Costs Disciplined as Efficiency Improves
Total expenses fell $0.5 million, while core expenses nudged up $0.3 million to $45.3 million, reflecting renovation, relocation and professional‑fee spending. Even with these investments, the core efficiency ratio improved to 49.55%, and the bank remains on track for about $188 million in full‑year core expenses.
Capital Remains Strong with New Milestones
Tier 1 leverage capital held firm at 9.33%, supporting ongoing balance‑sheet expansion and risk absorption. The bank also surpassed a notable milestone as revenue per share exceeded $3 for the first time in its history, signaling growing earnings power on a per‑share basis.
Raised 2026 Growth and Earnings Targets
Management raised its 2026 outlook, lifting net interest income guidance to $333 million and core pre‑tax, pre‑provision earnings to $183 million. The bank now targets roughly 8% annual balance‑sheet growth toward about $9.6 billion in assets, with Q2 NII expected between $81 million and $83 million.

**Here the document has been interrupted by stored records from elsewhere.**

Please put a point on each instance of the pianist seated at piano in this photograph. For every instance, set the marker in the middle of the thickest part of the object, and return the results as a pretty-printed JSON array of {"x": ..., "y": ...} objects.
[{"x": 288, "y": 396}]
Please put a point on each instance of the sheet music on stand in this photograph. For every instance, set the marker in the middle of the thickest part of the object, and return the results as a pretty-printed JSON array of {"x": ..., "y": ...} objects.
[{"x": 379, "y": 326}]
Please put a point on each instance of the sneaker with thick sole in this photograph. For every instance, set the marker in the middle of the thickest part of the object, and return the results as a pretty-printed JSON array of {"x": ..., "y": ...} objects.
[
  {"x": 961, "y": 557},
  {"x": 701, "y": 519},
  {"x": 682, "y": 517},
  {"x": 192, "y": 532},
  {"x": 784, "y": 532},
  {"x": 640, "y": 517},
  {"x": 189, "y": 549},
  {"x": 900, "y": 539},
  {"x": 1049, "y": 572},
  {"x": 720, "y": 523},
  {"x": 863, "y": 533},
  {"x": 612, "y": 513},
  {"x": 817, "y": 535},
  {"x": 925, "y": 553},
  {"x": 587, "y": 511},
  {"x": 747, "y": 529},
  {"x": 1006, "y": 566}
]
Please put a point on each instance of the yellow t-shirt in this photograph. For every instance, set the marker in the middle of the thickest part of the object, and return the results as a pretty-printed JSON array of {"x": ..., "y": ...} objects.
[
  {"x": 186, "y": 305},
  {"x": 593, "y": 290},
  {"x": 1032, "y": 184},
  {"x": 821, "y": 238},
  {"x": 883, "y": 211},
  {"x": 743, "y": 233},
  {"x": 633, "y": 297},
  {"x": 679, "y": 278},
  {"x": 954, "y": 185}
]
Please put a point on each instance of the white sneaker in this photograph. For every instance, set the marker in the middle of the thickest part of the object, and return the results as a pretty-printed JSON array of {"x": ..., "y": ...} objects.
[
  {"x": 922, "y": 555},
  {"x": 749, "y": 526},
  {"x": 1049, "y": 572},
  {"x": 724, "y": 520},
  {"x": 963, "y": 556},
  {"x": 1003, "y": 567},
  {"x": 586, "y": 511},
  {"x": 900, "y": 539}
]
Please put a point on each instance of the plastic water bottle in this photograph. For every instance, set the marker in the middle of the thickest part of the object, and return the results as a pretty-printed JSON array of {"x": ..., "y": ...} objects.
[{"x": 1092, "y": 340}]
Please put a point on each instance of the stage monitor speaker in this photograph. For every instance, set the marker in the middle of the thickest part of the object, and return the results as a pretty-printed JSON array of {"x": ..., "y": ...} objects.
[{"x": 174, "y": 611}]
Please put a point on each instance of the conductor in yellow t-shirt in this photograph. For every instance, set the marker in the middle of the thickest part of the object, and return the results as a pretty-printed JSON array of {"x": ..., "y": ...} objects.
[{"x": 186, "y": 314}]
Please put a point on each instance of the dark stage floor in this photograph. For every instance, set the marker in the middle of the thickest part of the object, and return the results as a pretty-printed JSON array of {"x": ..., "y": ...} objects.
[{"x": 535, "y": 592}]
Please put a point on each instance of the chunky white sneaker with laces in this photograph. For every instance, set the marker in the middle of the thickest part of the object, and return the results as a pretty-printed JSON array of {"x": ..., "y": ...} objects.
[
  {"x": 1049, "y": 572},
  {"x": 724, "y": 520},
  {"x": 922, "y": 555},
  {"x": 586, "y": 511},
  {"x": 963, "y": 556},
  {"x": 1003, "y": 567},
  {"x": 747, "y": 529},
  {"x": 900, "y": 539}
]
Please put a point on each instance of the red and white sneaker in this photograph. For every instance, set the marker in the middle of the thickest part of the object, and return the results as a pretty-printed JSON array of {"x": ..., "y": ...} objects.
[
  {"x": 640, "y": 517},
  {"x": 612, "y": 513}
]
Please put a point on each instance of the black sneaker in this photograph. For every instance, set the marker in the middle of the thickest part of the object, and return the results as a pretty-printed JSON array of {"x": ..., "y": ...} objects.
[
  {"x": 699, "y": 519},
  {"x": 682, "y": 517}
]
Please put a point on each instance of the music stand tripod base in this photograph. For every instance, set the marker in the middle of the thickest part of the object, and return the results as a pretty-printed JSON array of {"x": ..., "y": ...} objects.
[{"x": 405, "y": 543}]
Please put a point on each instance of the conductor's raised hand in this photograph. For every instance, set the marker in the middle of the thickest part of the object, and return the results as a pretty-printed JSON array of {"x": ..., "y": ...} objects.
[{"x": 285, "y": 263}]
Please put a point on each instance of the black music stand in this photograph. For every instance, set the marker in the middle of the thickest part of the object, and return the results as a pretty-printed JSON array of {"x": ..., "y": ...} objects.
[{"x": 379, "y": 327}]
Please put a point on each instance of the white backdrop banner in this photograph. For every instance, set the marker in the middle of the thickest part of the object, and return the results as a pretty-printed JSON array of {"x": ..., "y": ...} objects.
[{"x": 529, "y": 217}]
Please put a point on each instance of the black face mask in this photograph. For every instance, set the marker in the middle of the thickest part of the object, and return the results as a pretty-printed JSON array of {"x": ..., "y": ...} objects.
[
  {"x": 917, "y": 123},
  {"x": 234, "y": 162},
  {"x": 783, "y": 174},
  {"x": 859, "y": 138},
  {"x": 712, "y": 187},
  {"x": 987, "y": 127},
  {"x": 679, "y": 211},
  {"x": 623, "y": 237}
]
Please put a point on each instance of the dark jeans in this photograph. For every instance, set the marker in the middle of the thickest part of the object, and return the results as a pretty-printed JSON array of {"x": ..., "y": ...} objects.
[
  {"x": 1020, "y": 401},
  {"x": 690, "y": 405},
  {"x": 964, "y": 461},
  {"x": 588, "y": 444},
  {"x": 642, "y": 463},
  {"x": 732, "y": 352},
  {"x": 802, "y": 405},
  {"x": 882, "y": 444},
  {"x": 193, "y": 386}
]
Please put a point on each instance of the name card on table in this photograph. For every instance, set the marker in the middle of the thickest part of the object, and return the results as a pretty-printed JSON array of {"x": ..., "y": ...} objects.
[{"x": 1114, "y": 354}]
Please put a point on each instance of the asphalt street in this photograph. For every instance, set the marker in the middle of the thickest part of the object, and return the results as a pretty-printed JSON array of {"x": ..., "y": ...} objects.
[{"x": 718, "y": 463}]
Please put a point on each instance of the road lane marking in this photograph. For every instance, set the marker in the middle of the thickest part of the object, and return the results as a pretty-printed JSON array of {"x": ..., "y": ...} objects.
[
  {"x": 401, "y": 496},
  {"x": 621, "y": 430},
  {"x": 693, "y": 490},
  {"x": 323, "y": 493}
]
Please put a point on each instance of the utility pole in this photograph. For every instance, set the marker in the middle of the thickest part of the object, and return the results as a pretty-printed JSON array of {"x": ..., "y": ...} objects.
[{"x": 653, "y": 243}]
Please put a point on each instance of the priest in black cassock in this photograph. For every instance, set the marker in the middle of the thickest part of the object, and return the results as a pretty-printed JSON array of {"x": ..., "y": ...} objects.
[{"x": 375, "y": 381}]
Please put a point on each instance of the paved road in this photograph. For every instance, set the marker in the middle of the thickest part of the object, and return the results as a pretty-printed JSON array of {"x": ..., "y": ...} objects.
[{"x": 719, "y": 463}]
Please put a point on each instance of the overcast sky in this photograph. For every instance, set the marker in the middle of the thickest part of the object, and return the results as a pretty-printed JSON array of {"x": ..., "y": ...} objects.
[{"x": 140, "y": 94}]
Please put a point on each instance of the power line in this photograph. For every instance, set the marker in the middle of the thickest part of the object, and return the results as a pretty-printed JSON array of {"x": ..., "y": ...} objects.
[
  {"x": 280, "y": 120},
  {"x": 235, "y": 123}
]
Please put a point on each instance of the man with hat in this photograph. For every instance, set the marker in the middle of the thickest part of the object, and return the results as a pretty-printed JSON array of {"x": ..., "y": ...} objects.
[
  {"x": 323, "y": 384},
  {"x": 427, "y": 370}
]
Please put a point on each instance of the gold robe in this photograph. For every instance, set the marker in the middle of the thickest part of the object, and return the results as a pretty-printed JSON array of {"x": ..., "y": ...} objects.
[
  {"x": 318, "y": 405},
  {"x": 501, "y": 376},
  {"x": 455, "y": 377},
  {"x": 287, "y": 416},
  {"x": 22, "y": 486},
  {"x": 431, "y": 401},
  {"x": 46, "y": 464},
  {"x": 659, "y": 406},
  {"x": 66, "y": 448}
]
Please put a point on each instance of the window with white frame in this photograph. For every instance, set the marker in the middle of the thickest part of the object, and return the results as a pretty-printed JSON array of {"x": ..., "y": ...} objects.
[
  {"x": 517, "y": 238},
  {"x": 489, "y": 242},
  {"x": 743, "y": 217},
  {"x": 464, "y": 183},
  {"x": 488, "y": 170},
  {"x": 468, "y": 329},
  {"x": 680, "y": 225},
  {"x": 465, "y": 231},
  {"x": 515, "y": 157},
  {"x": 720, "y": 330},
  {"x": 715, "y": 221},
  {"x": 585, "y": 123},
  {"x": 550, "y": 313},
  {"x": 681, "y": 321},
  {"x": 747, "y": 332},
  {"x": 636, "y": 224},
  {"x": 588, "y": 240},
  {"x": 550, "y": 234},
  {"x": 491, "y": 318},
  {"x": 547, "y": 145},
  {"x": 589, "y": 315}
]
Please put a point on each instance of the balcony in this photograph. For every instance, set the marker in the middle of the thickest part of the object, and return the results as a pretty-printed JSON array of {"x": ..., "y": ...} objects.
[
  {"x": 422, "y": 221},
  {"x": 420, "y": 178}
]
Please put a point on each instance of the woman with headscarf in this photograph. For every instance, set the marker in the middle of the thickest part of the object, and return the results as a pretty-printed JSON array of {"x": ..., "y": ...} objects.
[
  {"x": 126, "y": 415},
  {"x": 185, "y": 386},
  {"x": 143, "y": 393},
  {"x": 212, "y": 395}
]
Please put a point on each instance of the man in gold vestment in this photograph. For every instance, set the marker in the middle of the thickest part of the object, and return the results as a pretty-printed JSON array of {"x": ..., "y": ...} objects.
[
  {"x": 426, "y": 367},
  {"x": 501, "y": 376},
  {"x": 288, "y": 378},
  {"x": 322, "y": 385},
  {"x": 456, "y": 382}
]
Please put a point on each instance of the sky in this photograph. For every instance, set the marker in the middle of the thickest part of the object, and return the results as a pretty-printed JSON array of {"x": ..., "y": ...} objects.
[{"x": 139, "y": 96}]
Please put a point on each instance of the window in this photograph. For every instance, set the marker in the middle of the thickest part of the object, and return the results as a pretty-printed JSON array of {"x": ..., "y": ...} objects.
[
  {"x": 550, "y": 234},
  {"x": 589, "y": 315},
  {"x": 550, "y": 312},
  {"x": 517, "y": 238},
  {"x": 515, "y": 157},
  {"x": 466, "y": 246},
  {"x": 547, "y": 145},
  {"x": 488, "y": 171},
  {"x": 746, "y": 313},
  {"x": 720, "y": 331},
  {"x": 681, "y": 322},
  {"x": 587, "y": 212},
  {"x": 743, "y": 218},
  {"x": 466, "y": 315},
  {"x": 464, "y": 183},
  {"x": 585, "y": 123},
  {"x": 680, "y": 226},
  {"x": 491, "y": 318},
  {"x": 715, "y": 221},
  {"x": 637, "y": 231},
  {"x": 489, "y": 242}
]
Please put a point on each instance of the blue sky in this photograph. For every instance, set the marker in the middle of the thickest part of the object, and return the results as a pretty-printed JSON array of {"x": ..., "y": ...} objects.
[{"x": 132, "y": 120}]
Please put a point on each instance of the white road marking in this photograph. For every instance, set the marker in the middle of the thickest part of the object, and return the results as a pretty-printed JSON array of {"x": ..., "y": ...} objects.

Isolated Multifamily Credit Event Weighs on Results
The quarter was overshadowed by an incremental $9.2 million specific provision tied to a single multifamily borrower that moved to nonaccrual. Total reserves on that relationship now stand at $11.1 million, reducing EPS by $0.23, and management repeatedly described the issue as borrower‑specific rather than systemic.
Nonperforming Assets and Criticized Loans Tick Higher
Nonperforming assets climbed to $99.3 million, or 1.08% of total assets, primarily due to the troubled multifamily relationship. Criticized and classified loans increased by $51.6 million, again largely concentrated in that single borrower, rather than reflecting broad portfolio stress.
Allowance for Credit Losses Bolstered
The allowance for credit losses rose to $68.2 million, representing 1.35% of total loans after the specific reserve actions. Management framed the higher reserve as conservative positioning given uncertainty around resolution timing and ultimate loss severity.
Provision Expense and Ongoing Credit Noise
Excluding the single‑borrower provision, provision expense would have been $4.2 million, more in line with recent trends. Executives cautioned that until the loan is resolved through foreclosure, note sale or another exit, some reserve and earnings volatility is likely to persist.
Near‑Term Margin Pressure, Then Modest Rebound
Management signaled that net interest margin is likely to compress modestly in Q2 from the current 3.75%, reflecting balance‑sheet growth and the impact of the nonaccrual. They nevertheless expect modest margin expansion later in the year as new loan production and funding mix improvements work through the model.
Strategic Investments Drive Temporary Expense Uptick
Core expenses ticked higher largely because of branch renovation and relocation outlays and higher professional fees, partially offset by reduced advertising. Executives described these as strategic investments that create short‑term cost pressure but are embedded in, and consistent with, the maintained full‑year expense guidance.
Guidance Signals Confidence Despite Credit Volatility
Looking ahead, Amalgamated is guiding to Q2 net interest income of $81 million to $83 million and modest near‑term NIM pressure before improvement later in the year. For 2026, higher NII and core PTPP targets, an 8% balance‑sheet growth goal, stable fee income near $9.8–10 million per quarter and controlled expenses around $188 million underscore management’s confidence in the earnings trajectory.
Amalgamated Bank’s call painted a picture of a franchise growing revenue, loans and deposits while steadily improving efficiency, even as one multifamily credit created a noticeable dent in quarterly results. With capital strong and 2026 guidance raised, investors are being asked to look through near‑term credit noise to an earnings profile management believes remains on an upward path.